Толстяк Чарли действительно умел петь. У него был диапазон, и мощь, и чувство. Когда он пел, в этом участвовало все его тело.
Заиграла музыка.
Мысленно Толстяк Чарли был готов открыть рот и запеть. «Незабываема, – споет он. – Ты для меня…» – Он спел бы это своему мертвому отцу, и своему брату, и этой ночи.
Только он не мог. На него смотрели люди. Дюжины две в этом верхнем зале паба. В большинстве своем женщины. Перед публикой Толстяк Чарли даже рта раскрыть не мог.
Он слышал, как играет музыка, а сам просто стоял на месте. Ему было холодно. Ноги оказались где-то очень от него далеко.
Он заставил себя открыть рот.
– Думаю, – очень отчетливо сказал он в микрофон, перекрикивая музыку, и услышал, как сказанное отражается от стен. – Думаю, меня сейчас стошнит.
И никуда ведь не сбежишь.
А потом все вокруг потеряло очертания.
Существуют мифические места. Каждое в своем роде. Некоторые имеют выход в наш мир, иные пребывают под миром, как грунтовка под краской.
И есть горы. Каменистая местность, куда вы забредаете перед тем, как добраться до скал, обозначающих пределы мира, а в этих скалах есть пещеры, глубокие пещеры, которые были обитаемы задолго до того, как на земле появились первые люди.
Они и теперь обитаемы.
Глава 5
в которой мы изучаем многочисленные последствия похмельного утра
Толстяка Чарли мучила жажда.
Толстяка Чарли мучила жажда, и у него раскалывалась голова.

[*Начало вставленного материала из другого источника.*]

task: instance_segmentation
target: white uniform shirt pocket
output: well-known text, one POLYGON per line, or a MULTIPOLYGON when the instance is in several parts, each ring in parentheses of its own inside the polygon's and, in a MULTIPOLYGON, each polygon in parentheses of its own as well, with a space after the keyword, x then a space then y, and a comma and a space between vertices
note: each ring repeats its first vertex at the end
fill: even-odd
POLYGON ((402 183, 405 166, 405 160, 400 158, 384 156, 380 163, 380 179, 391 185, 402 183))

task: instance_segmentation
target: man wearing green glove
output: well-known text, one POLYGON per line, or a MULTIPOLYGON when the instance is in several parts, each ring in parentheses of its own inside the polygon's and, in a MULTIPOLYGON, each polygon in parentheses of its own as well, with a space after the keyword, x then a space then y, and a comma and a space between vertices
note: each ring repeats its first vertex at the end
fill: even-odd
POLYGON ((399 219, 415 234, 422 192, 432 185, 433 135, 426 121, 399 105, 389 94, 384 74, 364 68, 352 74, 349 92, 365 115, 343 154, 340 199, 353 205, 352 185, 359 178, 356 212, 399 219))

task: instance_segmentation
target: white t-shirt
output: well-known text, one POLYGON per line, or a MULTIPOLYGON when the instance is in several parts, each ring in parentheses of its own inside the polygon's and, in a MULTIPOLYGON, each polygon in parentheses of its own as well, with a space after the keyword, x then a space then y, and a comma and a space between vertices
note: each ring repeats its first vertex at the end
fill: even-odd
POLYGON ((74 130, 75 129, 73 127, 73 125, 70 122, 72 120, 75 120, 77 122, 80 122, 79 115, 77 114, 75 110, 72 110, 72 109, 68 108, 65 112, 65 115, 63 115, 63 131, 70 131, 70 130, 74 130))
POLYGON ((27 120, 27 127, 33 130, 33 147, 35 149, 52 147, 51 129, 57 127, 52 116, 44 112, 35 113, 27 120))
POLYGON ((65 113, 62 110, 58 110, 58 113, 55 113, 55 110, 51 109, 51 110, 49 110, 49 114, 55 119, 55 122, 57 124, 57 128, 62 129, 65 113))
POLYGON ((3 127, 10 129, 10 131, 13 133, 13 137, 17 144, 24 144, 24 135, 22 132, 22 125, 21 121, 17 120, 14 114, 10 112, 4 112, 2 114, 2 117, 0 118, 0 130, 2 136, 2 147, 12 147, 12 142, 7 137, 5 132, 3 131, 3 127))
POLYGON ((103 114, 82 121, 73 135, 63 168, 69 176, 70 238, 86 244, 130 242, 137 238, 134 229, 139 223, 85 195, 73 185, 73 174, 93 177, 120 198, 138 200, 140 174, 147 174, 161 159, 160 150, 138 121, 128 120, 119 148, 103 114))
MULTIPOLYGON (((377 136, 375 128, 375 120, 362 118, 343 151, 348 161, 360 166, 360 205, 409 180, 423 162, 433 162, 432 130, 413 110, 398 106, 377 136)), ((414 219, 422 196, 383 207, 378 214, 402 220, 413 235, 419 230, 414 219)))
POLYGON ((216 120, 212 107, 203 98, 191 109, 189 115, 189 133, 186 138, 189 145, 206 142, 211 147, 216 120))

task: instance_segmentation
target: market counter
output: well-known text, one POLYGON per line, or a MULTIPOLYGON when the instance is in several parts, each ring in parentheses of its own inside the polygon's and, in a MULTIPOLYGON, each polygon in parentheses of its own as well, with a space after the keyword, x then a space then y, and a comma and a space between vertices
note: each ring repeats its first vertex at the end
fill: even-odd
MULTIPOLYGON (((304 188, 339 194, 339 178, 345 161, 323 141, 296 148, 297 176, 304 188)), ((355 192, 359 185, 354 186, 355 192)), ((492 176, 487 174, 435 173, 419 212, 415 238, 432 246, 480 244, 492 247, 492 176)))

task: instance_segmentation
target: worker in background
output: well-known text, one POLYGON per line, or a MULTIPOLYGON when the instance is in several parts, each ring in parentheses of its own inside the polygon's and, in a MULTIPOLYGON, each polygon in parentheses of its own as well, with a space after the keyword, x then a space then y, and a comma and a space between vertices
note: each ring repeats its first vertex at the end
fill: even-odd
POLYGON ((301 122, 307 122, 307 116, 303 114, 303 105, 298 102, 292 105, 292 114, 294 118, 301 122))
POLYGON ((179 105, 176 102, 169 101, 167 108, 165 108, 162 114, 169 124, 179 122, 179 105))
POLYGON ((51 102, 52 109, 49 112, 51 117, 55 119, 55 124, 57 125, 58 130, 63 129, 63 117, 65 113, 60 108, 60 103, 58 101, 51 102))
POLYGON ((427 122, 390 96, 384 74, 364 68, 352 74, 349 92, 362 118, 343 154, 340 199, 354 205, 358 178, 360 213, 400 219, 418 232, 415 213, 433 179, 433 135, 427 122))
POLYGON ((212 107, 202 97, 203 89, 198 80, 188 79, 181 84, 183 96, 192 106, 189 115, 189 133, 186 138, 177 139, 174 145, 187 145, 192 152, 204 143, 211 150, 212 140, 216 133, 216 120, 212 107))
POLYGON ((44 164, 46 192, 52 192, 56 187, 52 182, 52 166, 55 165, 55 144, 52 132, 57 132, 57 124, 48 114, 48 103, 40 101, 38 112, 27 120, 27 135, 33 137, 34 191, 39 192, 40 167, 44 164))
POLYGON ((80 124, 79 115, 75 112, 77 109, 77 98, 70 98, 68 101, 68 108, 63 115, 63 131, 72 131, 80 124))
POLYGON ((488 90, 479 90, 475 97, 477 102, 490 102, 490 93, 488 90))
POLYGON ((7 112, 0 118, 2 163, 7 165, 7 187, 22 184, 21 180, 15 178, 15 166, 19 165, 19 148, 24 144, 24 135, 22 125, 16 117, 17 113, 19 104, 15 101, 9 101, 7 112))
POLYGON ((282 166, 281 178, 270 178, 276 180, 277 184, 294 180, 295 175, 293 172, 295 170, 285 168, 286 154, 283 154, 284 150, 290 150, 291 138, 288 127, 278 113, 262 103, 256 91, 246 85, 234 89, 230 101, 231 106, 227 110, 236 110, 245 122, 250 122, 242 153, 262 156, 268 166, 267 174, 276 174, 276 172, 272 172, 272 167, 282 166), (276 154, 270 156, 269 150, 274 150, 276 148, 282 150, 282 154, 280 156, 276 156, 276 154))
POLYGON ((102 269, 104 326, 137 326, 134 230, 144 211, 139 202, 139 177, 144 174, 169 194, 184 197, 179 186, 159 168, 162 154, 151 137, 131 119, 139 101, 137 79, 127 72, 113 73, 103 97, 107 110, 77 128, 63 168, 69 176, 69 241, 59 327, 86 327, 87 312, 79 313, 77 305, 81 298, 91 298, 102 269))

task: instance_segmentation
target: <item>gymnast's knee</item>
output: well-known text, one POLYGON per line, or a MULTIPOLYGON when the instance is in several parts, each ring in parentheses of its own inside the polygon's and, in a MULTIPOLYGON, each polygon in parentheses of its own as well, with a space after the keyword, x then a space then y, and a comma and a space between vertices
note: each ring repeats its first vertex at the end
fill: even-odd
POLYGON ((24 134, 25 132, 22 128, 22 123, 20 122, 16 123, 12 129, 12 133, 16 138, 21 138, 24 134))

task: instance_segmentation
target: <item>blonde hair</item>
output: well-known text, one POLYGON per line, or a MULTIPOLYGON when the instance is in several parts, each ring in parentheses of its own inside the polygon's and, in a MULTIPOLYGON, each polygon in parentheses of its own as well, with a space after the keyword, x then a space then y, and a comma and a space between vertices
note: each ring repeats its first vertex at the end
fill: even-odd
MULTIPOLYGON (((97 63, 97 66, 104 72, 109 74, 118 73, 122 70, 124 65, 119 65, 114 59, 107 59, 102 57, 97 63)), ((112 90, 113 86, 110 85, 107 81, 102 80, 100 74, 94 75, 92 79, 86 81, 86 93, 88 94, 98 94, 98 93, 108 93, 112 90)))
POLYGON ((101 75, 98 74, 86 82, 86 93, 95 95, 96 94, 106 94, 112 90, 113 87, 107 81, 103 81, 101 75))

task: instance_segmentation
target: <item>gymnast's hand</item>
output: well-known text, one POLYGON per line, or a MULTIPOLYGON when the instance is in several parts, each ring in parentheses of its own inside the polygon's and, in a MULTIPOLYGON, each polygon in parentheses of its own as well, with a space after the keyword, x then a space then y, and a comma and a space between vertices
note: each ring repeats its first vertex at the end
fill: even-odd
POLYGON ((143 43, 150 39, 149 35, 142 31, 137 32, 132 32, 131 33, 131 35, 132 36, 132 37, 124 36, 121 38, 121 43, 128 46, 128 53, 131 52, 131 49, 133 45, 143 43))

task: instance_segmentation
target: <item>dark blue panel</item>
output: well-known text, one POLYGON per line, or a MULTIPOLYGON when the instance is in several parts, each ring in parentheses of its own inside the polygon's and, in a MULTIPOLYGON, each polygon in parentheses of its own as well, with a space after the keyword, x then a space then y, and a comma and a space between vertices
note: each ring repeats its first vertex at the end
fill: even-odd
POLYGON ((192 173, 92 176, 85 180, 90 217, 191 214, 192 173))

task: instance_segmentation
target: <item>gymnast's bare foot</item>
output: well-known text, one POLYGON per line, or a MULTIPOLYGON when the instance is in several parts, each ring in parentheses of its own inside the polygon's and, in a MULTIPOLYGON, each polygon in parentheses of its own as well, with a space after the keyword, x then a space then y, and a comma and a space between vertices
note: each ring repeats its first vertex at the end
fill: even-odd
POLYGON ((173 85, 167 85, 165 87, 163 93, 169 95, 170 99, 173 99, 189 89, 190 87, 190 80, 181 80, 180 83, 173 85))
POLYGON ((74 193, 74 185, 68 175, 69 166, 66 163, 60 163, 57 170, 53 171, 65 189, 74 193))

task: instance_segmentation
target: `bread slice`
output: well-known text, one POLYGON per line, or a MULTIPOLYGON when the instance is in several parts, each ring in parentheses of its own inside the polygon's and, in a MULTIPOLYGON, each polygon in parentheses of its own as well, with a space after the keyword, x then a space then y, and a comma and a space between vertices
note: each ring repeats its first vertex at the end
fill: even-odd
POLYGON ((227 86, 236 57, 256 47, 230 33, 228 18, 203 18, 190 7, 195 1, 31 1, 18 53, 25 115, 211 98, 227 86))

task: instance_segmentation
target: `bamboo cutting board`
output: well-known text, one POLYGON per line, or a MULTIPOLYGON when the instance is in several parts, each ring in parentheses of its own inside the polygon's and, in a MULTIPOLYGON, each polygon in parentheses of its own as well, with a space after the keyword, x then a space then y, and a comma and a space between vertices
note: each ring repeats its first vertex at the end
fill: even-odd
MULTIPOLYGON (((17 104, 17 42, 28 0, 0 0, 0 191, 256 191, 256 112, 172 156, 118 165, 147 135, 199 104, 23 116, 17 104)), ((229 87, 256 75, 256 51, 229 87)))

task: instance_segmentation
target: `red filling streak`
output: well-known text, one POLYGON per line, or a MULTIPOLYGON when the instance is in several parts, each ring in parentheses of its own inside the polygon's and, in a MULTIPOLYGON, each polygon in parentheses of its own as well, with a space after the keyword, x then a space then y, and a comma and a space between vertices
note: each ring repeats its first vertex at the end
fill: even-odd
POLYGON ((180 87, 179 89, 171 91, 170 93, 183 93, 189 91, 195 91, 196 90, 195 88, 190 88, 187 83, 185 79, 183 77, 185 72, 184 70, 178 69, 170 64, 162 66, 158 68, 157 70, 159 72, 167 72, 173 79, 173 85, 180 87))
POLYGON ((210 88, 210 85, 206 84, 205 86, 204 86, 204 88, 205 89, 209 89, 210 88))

Толстяка Чарли мучила жажда, и у него раскалывалась голова, а во рту было адски противно, глазам в глазницах было тесно, зубы ломило, в желудке пекло, от коленей до лба его пронзали молнии, а мозги, видимо, кто-то вытащил и заменил на ватные диски с иголками и булавками, вот почему ему так больно было даже пытаться думать, а глазам в глазницах было не просто тесно, они, очевидно, выкатились ночью, а потом их прибили на место кровельными гвоздями; а еще он чувствовал, что любой звук чуть громче обычного нежного броуновского движения молекул воздуха превышал его болевой порог. Проще было умереть.
Толстяк Чарли открыл глаза, что было ошибкой: в них попал дневной свет, а это было больно. Правда, так он узнал, где находится (в своей постели, в своей спальне), и поскольку ему на глаза попались часы на прикроватном столике, он узнал, что уже полдвенадцатого.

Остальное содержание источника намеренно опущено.